Die Fernsehbosse und ihre Blondinen: Für Momente immerhin wird Weingartners Film ironisch und bitterböse. Aber vor der zwerchfellerschütternden Schärfe von „Schtonk“ oder dem schrillen Surrealismus der „Truman Show“ scheut er zurück. Die totale Manipulation, die ganze Wahrheit: Alles will wortreich – und simplifizierend – erklärt sein. Weshalb der Plot krude bleibt, Moritz Bleibtreu seinen Designer-Flachbildschirm schön symbolisch von der Dachterrasse wirft und obendrein den Volkshochschullehrer geben muss. Als er die faschistoiden Grundzüge der Mediengesellschaft erläutert, scheut er auch vor einem Zitat aus Hitlers „Mein Kampf“ nicht zurück. Das Kino, eine Besserungsanstalt.

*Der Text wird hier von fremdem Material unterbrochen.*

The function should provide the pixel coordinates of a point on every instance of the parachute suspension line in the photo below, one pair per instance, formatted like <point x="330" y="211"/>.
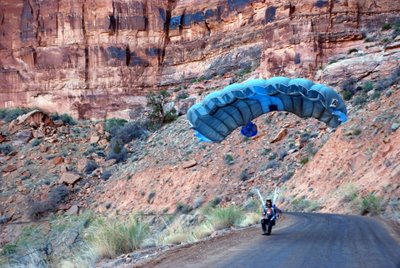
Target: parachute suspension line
<point x="261" y="199"/>
<point x="276" y="195"/>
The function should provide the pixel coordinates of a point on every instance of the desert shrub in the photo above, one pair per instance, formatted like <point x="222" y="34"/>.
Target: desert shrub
<point x="182" y="95"/>
<point x="57" y="195"/>
<point x="92" y="149"/>
<point x="9" y="115"/>
<point x="360" y="100"/>
<point x="304" y="205"/>
<point x="265" y="151"/>
<point x="117" y="151"/>
<point x="371" y="204"/>
<point x="112" y="125"/>
<point x="244" y="175"/>
<point x="6" y="148"/>
<point x="386" y="26"/>
<point x="352" y="50"/>
<point x="90" y="166"/>
<point x="66" y="118"/>
<point x="228" y="158"/>
<point x="349" y="85"/>
<point x="388" y="81"/>
<point x="348" y="193"/>
<point x="347" y="94"/>
<point x="287" y="176"/>
<point x="111" y="238"/>
<point x="210" y="205"/>
<point x="251" y="205"/>
<point x="198" y="202"/>
<point x="375" y="95"/>
<point x="310" y="149"/>
<point x="368" y="86"/>
<point x="156" y="102"/>
<point x="221" y="218"/>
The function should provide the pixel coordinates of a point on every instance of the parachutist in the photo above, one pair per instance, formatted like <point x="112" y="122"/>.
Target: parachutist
<point x="223" y="111"/>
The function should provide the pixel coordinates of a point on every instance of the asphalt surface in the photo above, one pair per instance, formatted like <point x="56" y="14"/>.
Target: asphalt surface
<point x="310" y="240"/>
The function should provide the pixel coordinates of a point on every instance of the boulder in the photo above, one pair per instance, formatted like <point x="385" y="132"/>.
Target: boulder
<point x="9" y="168"/>
<point x="73" y="210"/>
<point x="94" y="139"/>
<point x="58" y="160"/>
<point x="34" y="118"/>
<point x="282" y="134"/>
<point x="22" y="137"/>
<point x="69" y="178"/>
<point x="189" y="164"/>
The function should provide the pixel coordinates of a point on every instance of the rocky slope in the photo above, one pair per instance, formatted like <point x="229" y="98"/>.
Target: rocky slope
<point x="94" y="59"/>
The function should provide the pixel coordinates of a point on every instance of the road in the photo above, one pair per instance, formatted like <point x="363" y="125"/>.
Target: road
<point x="305" y="240"/>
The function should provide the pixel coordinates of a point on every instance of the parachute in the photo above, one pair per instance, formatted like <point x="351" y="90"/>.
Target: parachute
<point x="237" y="105"/>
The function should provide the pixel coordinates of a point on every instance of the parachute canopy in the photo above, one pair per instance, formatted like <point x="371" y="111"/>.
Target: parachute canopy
<point x="236" y="105"/>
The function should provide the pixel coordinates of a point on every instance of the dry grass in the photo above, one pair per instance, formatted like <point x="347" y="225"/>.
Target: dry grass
<point x="221" y="218"/>
<point x="111" y="238"/>
<point x="250" y="219"/>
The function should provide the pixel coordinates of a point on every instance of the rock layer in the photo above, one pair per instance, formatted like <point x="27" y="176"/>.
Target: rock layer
<point x="98" y="58"/>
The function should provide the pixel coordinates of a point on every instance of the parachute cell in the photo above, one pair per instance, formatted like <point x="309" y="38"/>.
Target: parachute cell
<point x="237" y="105"/>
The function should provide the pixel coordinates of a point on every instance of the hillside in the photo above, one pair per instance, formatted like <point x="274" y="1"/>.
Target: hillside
<point x="65" y="177"/>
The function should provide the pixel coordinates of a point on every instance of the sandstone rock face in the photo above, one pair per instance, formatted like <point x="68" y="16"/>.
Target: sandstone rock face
<point x="95" y="59"/>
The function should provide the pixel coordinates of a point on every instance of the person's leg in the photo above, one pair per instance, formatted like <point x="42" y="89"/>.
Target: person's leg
<point x="263" y="223"/>
<point x="270" y="224"/>
<point x="269" y="228"/>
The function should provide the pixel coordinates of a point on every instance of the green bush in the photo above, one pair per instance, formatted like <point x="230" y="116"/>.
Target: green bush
<point x="117" y="151"/>
<point x="182" y="95"/>
<point x="183" y="208"/>
<point x="112" y="125"/>
<point x="348" y="193"/>
<point x="371" y="204"/>
<point x="221" y="218"/>
<point x="228" y="158"/>
<point x="156" y="103"/>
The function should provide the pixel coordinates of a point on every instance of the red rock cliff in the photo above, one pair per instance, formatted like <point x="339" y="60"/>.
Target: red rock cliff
<point x="96" y="58"/>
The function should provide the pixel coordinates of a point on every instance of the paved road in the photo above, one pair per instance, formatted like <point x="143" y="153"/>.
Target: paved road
<point x="310" y="240"/>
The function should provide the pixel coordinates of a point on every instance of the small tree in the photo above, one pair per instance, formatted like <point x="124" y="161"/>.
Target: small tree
<point x="156" y="103"/>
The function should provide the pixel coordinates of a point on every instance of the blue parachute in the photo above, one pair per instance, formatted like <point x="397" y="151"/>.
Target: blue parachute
<point x="236" y="105"/>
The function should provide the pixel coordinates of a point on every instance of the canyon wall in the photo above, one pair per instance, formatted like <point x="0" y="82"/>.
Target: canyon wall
<point x="96" y="59"/>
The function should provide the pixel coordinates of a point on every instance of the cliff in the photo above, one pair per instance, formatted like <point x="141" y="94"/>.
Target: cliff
<point x="97" y="59"/>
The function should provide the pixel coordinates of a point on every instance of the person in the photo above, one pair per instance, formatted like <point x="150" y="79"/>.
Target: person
<point x="269" y="216"/>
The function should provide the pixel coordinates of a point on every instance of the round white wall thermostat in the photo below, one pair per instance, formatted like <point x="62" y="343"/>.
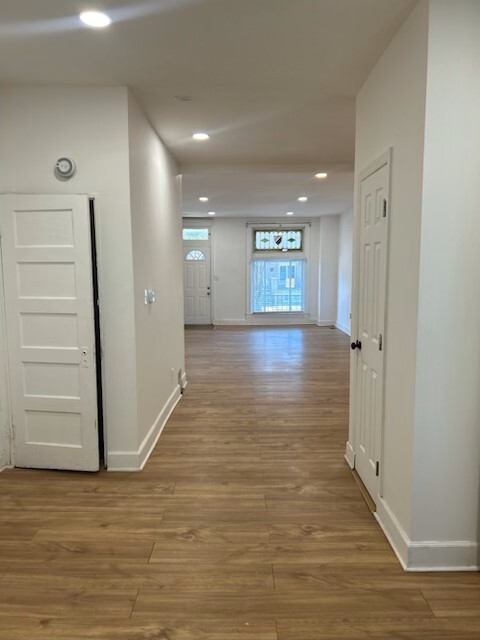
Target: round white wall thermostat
<point x="65" y="168"/>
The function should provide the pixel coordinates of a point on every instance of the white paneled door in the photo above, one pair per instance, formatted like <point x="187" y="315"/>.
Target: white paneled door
<point x="197" y="285"/>
<point x="369" y="344"/>
<point x="47" y="270"/>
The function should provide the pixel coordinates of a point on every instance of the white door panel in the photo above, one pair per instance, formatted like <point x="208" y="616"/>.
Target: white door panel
<point x="369" y="361"/>
<point x="47" y="269"/>
<point x="197" y="285"/>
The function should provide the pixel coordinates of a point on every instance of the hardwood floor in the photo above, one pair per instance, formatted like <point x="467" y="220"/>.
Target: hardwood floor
<point x="245" y="523"/>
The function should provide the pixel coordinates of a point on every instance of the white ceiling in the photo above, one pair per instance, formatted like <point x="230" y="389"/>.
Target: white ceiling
<point x="273" y="81"/>
<point x="258" y="191"/>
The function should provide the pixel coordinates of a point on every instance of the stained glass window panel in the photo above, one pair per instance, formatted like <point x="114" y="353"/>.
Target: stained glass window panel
<point x="195" y="234"/>
<point x="283" y="240"/>
<point x="278" y="286"/>
<point x="195" y="255"/>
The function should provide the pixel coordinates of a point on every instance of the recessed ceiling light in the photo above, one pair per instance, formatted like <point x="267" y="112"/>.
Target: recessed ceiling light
<point x="95" y="19"/>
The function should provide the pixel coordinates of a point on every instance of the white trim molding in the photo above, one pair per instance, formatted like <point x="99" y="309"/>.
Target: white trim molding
<point x="425" y="555"/>
<point x="350" y="455"/>
<point x="233" y="323"/>
<point x="136" y="460"/>
<point x="325" y="323"/>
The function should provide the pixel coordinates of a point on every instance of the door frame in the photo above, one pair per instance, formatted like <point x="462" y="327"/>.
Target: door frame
<point x="385" y="159"/>
<point x="197" y="244"/>
<point x="5" y="390"/>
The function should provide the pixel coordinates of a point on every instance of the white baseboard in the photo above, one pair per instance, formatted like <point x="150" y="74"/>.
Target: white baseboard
<point x="136" y="460"/>
<point x="233" y="323"/>
<point x="343" y="327"/>
<point x="393" y="530"/>
<point x="425" y="555"/>
<point x="350" y="455"/>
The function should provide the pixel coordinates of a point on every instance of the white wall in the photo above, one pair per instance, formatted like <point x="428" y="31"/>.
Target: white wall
<point x="345" y="247"/>
<point x="157" y="261"/>
<point x="328" y="270"/>
<point x="447" y="402"/>
<point x="391" y="113"/>
<point x="229" y="268"/>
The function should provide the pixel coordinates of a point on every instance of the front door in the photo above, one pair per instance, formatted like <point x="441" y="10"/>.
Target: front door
<point x="197" y="285"/>
<point x="47" y="270"/>
<point x="371" y="321"/>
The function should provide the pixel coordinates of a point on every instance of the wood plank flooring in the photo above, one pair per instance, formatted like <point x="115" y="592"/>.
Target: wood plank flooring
<point x="245" y="524"/>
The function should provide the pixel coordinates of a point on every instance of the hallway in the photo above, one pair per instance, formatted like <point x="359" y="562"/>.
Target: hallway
<point x="245" y="523"/>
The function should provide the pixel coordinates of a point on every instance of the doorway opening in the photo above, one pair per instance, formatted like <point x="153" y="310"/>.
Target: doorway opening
<point x="50" y="292"/>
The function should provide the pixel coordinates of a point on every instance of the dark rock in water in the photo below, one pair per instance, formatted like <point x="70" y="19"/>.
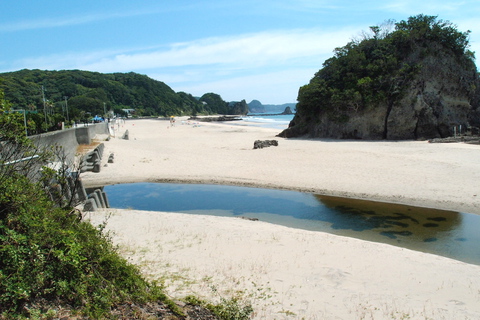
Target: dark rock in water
<point x="259" y="144"/>
<point x="219" y="118"/>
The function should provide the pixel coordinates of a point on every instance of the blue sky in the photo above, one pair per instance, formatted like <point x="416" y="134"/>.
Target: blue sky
<point x="240" y="49"/>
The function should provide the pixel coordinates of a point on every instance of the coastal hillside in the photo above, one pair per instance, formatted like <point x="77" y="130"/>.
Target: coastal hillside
<point x="90" y="93"/>
<point x="418" y="81"/>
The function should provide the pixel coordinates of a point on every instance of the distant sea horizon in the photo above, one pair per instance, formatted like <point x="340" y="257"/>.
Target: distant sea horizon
<point x="268" y="120"/>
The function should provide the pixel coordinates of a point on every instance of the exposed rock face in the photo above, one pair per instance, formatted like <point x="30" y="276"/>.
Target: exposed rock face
<point x="436" y="100"/>
<point x="260" y="144"/>
<point x="432" y="89"/>
<point x="236" y="107"/>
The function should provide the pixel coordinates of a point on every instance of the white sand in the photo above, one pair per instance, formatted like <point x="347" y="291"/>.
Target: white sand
<point x="288" y="273"/>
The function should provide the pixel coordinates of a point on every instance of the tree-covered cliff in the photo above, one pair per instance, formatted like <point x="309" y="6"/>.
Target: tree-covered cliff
<point x="90" y="93"/>
<point x="408" y="80"/>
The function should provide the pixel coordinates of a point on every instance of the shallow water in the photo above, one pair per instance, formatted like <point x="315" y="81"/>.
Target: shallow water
<point x="446" y="233"/>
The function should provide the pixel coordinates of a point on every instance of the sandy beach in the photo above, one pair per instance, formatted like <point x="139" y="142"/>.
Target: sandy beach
<point x="288" y="273"/>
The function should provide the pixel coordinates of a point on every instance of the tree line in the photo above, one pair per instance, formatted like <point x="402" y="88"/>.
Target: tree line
<point x="51" y="97"/>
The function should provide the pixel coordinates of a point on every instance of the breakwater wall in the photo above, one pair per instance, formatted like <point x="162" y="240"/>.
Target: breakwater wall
<point x="70" y="139"/>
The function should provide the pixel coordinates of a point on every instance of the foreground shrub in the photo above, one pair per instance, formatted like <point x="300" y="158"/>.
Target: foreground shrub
<point x="51" y="254"/>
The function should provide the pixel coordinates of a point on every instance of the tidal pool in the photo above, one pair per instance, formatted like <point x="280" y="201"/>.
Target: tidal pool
<point x="446" y="233"/>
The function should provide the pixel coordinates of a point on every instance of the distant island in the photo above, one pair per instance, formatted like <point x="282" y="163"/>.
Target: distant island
<point x="256" y="106"/>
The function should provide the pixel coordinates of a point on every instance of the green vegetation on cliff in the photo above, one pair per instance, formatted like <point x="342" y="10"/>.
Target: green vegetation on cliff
<point x="380" y="70"/>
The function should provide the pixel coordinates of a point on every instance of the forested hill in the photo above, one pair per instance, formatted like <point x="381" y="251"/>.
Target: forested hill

Wenigstens gibt es die Quotenkillerbande. Zwecks Zugriff auf die in 5500 deutschen Haushalten installierten Quotenboxen engagiert das Trio eine Arbeitslosencombo, bestehend aus einem Inder, einem Bankräuber, einem Pyrotechniker, einem Religionsfanatiker und einem Alkoholiker: die reinste Gurkentruppe. Und siehe da, wenn Weingartner eben jene „Unterschicht“ zeigt, die vom Fernsehen angeblich für dumm verkauft wird, entwickelt er komödiantisches Talent. „Fassbinder?“, fragt einer beim Studium der TV-Zeitschrift, „ist das ein Lehrberuf?“

Schade, dass Weingartner sich seinen Spieltrieb immer wieder verbietet und auch sein Chaos-Quotenbox-Club ein vorgestanztes Typenkabinett bleibt, trotz mancher Pointe. Filme befreien den Kopf. Aber eine Revolution im Namen des heiligen Ernstes ist keine.